Critics Hail Dana's Bytes As "Restaurant of the Future", But Protesters Mar Grand Openng

Inside the gates of Lambert Ridge Winery in Healdsburg this weekend, the lucky 25 people who finagled their way to the grand opening of Dana's Bytes - the most anticipated new American restaurant of 2015 - were marveling at its delicious food, its conviviality and its innovative concept that does not employ servers, sommeliers, busers, or even dishwashers. 

Outside however, more than 200 servers, soms, busers and dishwashers were staging a loud - and at times even vitriolic protest - fearing the new restaurant of Boulevard's chef de cuisine Dana Younkin would so revolutionize the restaurant industry they would soon be standing not on the kitchen firing line, but rather in the unemployment line. 

As patrons filed in, dozens of dishwashers loudly chanted  "You've got a date with an unclean plate" and scores more servers yelled  "Dana's bytes will not delight"  Sonoma County Sheriff's were on hand to keep the peace, but six protesters were arrested on disorderly conduct and failure to disperse charges.

"They have wiped out the entire front of the house," said Alysabeth Alexander, vice president of politics for SEIU 1021, a service employees union local for San Francisco. "Maybe it's good thing. They will see how much service employees will be missed."

But, no one seemed to be missing the front of the house at Dana Bytes. In fact, the mood on the sloping yard inside the winery could not have been more celebratory. Fortunate diners simply approached chef Dana as she was cutting a prime rib of Thompson River Ranch beef, sliced off a gloriously marbled piece and - while still on the knife - handed it to the nearly salivating crowd

Diners, glasses of wine in hand, mingled about like they were at a terrific house party rather than a restaurant, stopping by the outdoor kitchen island where Younkin, assisted by Nancy Oakes and Nancy Silverton, handed out the superb beef as well as Maine lobster claws and lamb chops cut from a rack, all finished off in two wood burning ovens behind them.

Platters of morels, asparagus and "day-dug" potatoes were laid out on the kitchen island.
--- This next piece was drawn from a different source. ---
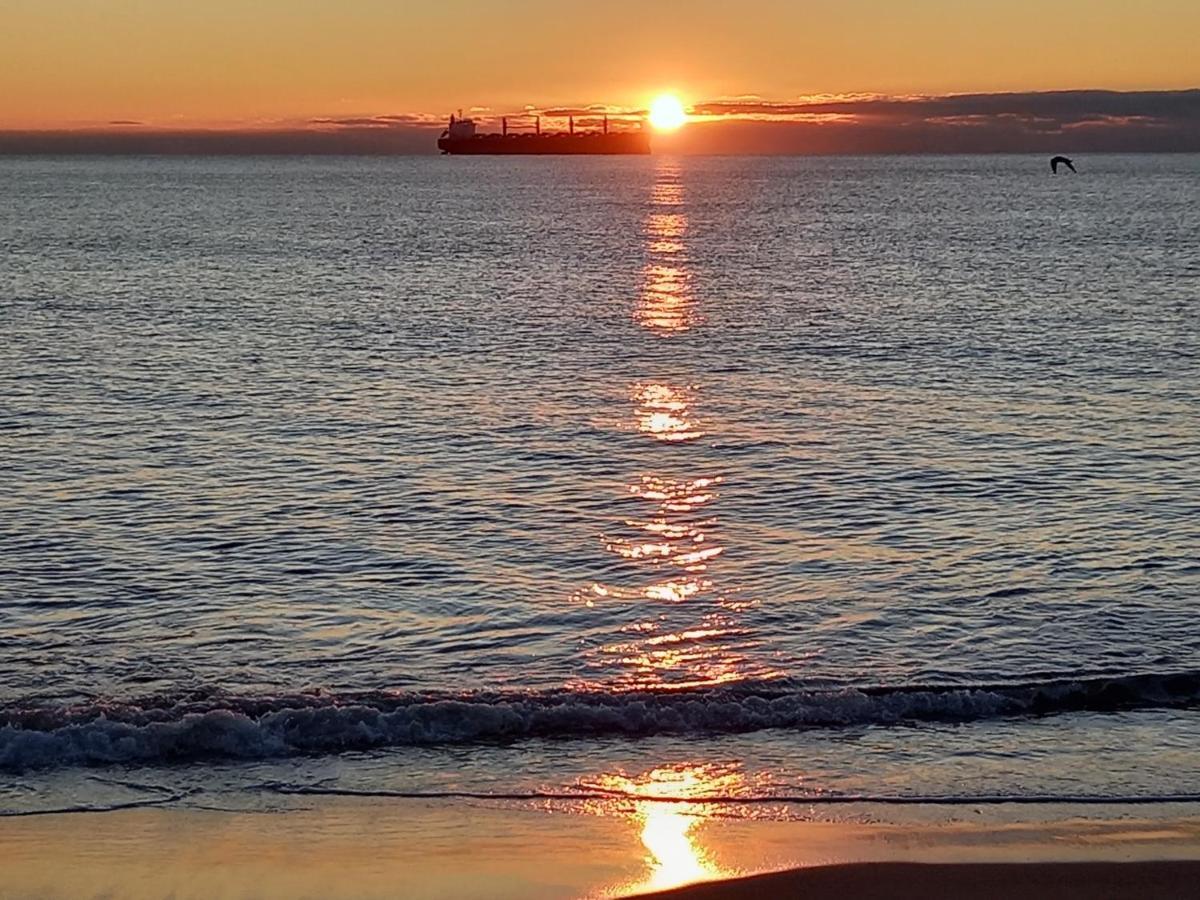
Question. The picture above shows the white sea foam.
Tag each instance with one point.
(259, 727)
Nancy Silverton, who provided to mozzarella-based  appetizers for the opening,   said this is the way she's been eating for years.

"I love this way to eat. standing up in a kitchen or before a outdoor grill, giving out bites to friends," said Silverton. "I'm glad somebody is finally taking it to the public. I am going to open a similar place in the Green Meadows area of Los Angeles. "

With San Francisco's minimum wage set at $12.25 an hour and set to go $15 per hour on July 1,  2018, many restaurants analyze predicted more restaurant would be going to the Dana's Bytes format which has already come to be known as "Goin' Younkin"

"I think at my next restaurant I might be Goin' Younkin," said Dominique Crenn, of San Francisco revered Atelier Crenn. "I think at certain restaurants there will always be a need for the front of the house, But, at others, like at Dana's Bytes, they may not. We are constantly hearing about farm-to-table. Why not from the chef's hand-to-the-diner's mouth?"

Jessica Sweedler, chief development officer of Meals on Wheels of San Francisco who was at the opening of Dana's Bytes, said she was considering ways to implement the Goin' Younkin format into the organizations fight against the neglect and malnutrition of seniors.

"I can envision chefs all over town knocking on doors and handing delicious - and nutritional  - bites to our seniors," said Sweedler as she stuffed morels and peas into her mouth. "Who needs dirty dishes?"

Technically Dana's Bytes did employee one front of the house worker, Richard Crocker, chief of staff at Boulevard where he oversees 500 employees. Crocker was seen running about, picking up wine glass, refiling them, piling up dirty plates and rushing them off to a small cleaning station inside  the winery.  By the end of the evening, the haggard-looking Crocker was seated off alone in the now-empty yard drinking a Negroni,   "I'd tell someone to get me another drink," Crocker said, "But, there's not a god damn server in sight."